Israel tortures Palestinian prisoners despite peace accords, rights group says

June 15, 1994|By Dan Fesperman | Dan Fesperman,Jerusalem Bureau of The Sun

JERUSALEM -- Neither peace agreements nor public scrutiny has lessened the systematic torture and ill treatment of Palestinian prisoners by Israeli authorities, according to a 316-page report to be released today by an international human rights organization.

While interrogating an estimated 4,000 to 6,000 Palestinians each year, the report says, the Israeli army and the General Security Service "engage in a systematic pattern of ill-treatment and torture -- according to internationally recognized definitions of the terms. . . . This pattern has continued in 1994, despite the peace process now under way."

The report faults the government for failing to correct the abuses.

"Israel's political leadership cannot claim ignorance that ill-treatment is the norm in interrogation centers," the report says. "The number of victims is too large, and the abuses are too systematic."

The author of the report is Human Rights Watch, a New-York based organization that has recently published similar volumes on death squads in Brazil, political prisoners in China, genocide against Iraqi Kurds and war crimes by all three sides in the fighting in Bosnia.

Responding to an advance copy of the report yesterday, Israeli Maj. Gen. Ilan Biran, in charge of the occupied West Bank, said at a news briefing, "Forget it. It is not true. We are doing our best to prevent it and to behave like human beings.

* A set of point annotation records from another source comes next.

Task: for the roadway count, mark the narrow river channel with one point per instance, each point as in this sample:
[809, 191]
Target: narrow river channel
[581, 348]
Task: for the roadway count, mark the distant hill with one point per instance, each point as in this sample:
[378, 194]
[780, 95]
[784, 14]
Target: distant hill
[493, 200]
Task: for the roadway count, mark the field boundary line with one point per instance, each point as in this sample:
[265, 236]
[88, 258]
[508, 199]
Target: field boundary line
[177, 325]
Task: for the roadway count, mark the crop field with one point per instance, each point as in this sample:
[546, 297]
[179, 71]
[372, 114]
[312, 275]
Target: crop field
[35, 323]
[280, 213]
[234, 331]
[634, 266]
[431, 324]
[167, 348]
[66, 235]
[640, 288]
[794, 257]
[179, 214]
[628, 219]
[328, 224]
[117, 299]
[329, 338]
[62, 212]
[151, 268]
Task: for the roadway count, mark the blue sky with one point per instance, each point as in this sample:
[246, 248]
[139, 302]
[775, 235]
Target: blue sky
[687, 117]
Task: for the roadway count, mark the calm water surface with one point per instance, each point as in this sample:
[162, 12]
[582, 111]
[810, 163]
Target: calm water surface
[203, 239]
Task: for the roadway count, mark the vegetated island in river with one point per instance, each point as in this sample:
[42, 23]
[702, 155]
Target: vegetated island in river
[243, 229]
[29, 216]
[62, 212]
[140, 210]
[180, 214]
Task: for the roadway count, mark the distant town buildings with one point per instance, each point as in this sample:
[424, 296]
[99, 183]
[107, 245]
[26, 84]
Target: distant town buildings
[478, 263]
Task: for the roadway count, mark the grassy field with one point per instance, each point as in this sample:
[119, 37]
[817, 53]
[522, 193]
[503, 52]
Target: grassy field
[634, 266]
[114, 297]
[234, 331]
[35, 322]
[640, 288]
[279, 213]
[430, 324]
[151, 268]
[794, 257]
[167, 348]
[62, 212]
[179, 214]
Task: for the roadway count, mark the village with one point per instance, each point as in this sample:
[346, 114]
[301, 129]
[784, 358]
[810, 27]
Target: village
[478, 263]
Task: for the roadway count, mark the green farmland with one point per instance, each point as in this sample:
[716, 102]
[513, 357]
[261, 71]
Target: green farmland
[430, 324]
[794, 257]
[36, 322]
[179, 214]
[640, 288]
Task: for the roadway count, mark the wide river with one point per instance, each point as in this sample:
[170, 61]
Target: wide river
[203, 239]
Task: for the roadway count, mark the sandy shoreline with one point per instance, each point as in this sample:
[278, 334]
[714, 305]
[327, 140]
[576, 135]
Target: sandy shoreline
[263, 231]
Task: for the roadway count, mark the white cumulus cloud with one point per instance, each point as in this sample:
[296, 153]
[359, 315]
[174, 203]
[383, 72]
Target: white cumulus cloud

"Unfortunately, there are a few occasions when soldiers and policemen are wrong, very wrong, in their behavior," General Biran added. But he said that no one should generalize from such aberrations.

The report cites a gradual "bureaucratization of torture" since the beginning of the Palestinian uprising 6 1/2 years ago. This has meant a greater emphasis on psychological methods and controlled physical punishment designed to inflict pain without leaving signs, it says.

With most questioning extending "over days and very often for three or four weeks," the report says, "the methods used in nearly all interrogations are prolonged sleep deprivation; prolonged sight deprivation using blindfolds or tight-fitting hoods; forced, prolonged maintenance of body positions that grow increasingly painful; and verbal threats and insults."

Other common techniques include confinement in closet-sized spaces, prolonged exposure to extreme cold or heat and refusing to let detainees use the toilet. And, the report adds, "In a large number of cases, detainees are also moderately or severely beaten."

Human Rights Watch investigators compiled the report from interviews with defense lawyers, four Israeli soldiers and 36 Palestinians interrogated since June 1992 -- 10 of them since September's signing of the Declaration of Principles by Israel and the Palestine Liberation Organization. It also was based on court testimony by agents of the General Security Service, or Shabak.

Israel began acknowledging the issue of abused prisoners a year ago, when legislators and citizens charged that torture had become widespread and systematic. But the reform effort has made little progress. Bills introduced to outlaw torture and efforts to restrict interrogation techniques have stalled.

In the meantime, Israel signed the September agreement with the PLO in Washington and an agreement last month for limited Palestinian self-rule in the Gaza Strip and the West Bank town of Jericho.

The progress of peace negotiations apparently only has changed the type of Palestinian more likely to be arrested and interrogated, Eric Goldstein, principal editor of the report, said in an interview.

"In the cases we've seen since March, the proportion of people from Hamas and Islamic Jihad [two extremist groups sometimes at odds with the PLO] is now higher, and the proportion of Fatah [a wing of the PLO] people is now lower."

Tamar Pelleg-Sryck, staff attorney with the Association for Civil Rights in Israel, said that she is not surprised that interrogation techniques haven't changed.

"I know of cases like this from a week ago," she said. "I don't think that anything has changed since September, and I don't think it will in the future. It is a skill practiced by those who have it -- the interrogators. They have no reason whatsoever to change, and the government has not made them."

Besides recommending that Israel overhaul its laws to stop the practice, the report recommends that the U.S. government confront Israel on the issue, "because it calls into question the very legality of American military and economic aid to Israel."

In related developments:

* Prime Minister Yitzhak Rabin accused the new Palestinian police force in the Gaza Strip of violating the self-rule agreement by arresting 26 people suspected of collaborating with Israeli authorities during the military occupation.

He hinted that the action might affect Israel's completing the release of 5,000 imprisoned Palestinians, as called for in the agreement. So far, about 2,000 have been released. Another lTC 7,600 remain in detention.

* A Palestinian policeman in Gaza died of a gunshot wound, the first to die in action since the Palestinians took control five weeks ago. Israel Radio reported that he was killed by his own gun when it misfired. But one policeman told Reuters that the officer was shot in the back.

* A PLO official said that Israel has told Palestinians in Jericho to stop planning a small airport that Yasser Arafat had planned to use, saying that the site was in disputed territory. He also said that Israel ordered a Palestinian investor to stop building a $1.5 million hotel, saying that the land was under its control.